Mongosync keeps "lagTimeSeconds" big

Hello!

I’m using mongosync 1.7.0 to sync data between two datacenters (about 500GB) with MongoDB 6.0.8. It syncs collections without any issues moves to “change event application” stage. But the problem that “lagTimeSeconds” continue growing (now it’s 16493) and stops when it’s 4-8 hours behind.
Then if want to commit I have to wait the lag time. I checked this and after “commit” command sent “lagTimeSeconds” goes down slowly second by second. By docs I see that during “commit” state I should prevent writes to source cluster. It means that I should consider 4-8 hours downtime
I was thinking that after initial sync of collections, the “lagTimeSeconds” will be going down. But it’s not, it goes up and then stops increasing some moment.

Same time if I decide to move data using copying of mongodb files from disk it will take about 4 hours of downtime.
I suppose something is wrong here.

{"progress":{"state":"RUNNING","canCommit":true,"canWrite":false,"info":"change event application","lagTimeSeconds":17042,"collectionCopy":{"estimatedTotalBytes":1718274427703,"estimatedCopiedBytes":1718366009460},"directionMapping":{"Source":"cluster0: 127.0.0.1:27017","Destination":"cluster1: 127.0.0.1:27100"},"mongosyncID":"coordinator","coordinatorID":"coordinator"}}

I restarted sync many times and always after moving to “change event application” state it keeps “lagTimeSeconds” big enough to make it not possible to move to another server without downtime.

Please let me know if you have any idea why it happens. Network speed and CPU are not bottlenecks, as I restarted sync many times and “collection copy” stage goes fast enough and after that it still does some inserts on the new server, but it looks like it keeps the lag and doesn’t try to catch up.

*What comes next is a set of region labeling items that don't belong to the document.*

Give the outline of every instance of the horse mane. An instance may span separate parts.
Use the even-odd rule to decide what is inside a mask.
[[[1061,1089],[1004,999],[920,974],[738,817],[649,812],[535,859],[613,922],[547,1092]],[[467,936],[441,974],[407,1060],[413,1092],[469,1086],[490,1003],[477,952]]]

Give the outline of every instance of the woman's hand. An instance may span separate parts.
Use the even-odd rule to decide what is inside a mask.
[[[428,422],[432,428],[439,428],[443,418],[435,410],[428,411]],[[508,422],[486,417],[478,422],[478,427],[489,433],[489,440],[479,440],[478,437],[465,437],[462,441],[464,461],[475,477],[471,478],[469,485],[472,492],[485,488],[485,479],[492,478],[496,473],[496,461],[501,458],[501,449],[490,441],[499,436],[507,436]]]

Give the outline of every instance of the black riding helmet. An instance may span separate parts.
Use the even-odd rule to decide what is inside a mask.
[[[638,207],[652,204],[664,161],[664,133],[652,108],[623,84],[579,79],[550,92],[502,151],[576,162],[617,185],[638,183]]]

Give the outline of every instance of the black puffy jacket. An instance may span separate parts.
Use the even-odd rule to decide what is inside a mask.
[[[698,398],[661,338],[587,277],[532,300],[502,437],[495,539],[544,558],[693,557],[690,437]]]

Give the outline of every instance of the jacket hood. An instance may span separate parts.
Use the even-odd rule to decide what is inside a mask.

This is state that I see right now after it runs for couple more hours {"progress":{"state":"RUNNING","canCommit":true,"canWrite":false,"info":"change event application","lagTimeSeconds":23292,"collectionCopy":{"estimatedTotalBytes":1718274427703,"estimatedCopiedBytes":1718366009460},"directionMapping":{"Source":"cluster0: 127.0.0.1:27017","Destination":"cluster1: 127.0.0.1:27100"},"mongosyncID":"coordinator","coordinatorID":"coordinator"}}

Btw, desstination server is not on same machine. I just run ssh tunnel to another server on port 27100

Looks like I found why I have that lag. “date” command shows different time on two servers because of time zone. And difference is 4 hours. I’ll try to set same timezone now and will update this ticket if it works. FYI I run mongosync binary on source cluster with EDT tz, but on destionation one I have UTC.

Ok, I changed time zone, restarted server and restarted sync. Now it looks promising because lag doesn’t grow up during sync, stays around 50 seconds

{"progress":{"state":"RUNNING","canCommit":false,"canWrite":false,"info":"collection copy","lagTimeSeconds":75,"collectionCopy":{"estimatedTotalBytes":1721506636723,"estimatedCopiedBytes":395547521848},"directionMapping":{"Source":"cluster0: 127.0.0.1:27017","Destination":"cluster1: 127.0.0.1:27100"},"mongosyncID":"coordinator","coordinatorID":"coordinator"}}

75 seconds. So, looks like mongosync uses local time instead of unix timestamp for dates to apply oplog, not sure why it’s like that.

Looks like it didn’t help. Collection copy finished, now on “change event application”. And the lag grows up again

{“progress":{“state”:“RUNNING”,“canCommit”:true,“canWrite”:false,“info”:“change event application”,“lagTimeSeconds”:23079,“collectionCopy”:{“estimatedTotalBytes”:1721506636723,“estimatedCopiedBytes”:1722156937585},“directionMapping”:{“Source”:“cluster0: 127.0.0.1:27017”,“Destination”:“cluster1: 127.0.0.1:27100”},“mongosyncID”:“coordinator”,“coordinatorID”:“coordinator”}}

After three weeks of trying I decided to use replication to move to another datacenter instead of mongosync.

This topic was automatically closed 5 days after the last reply. New replies are no longer allowed.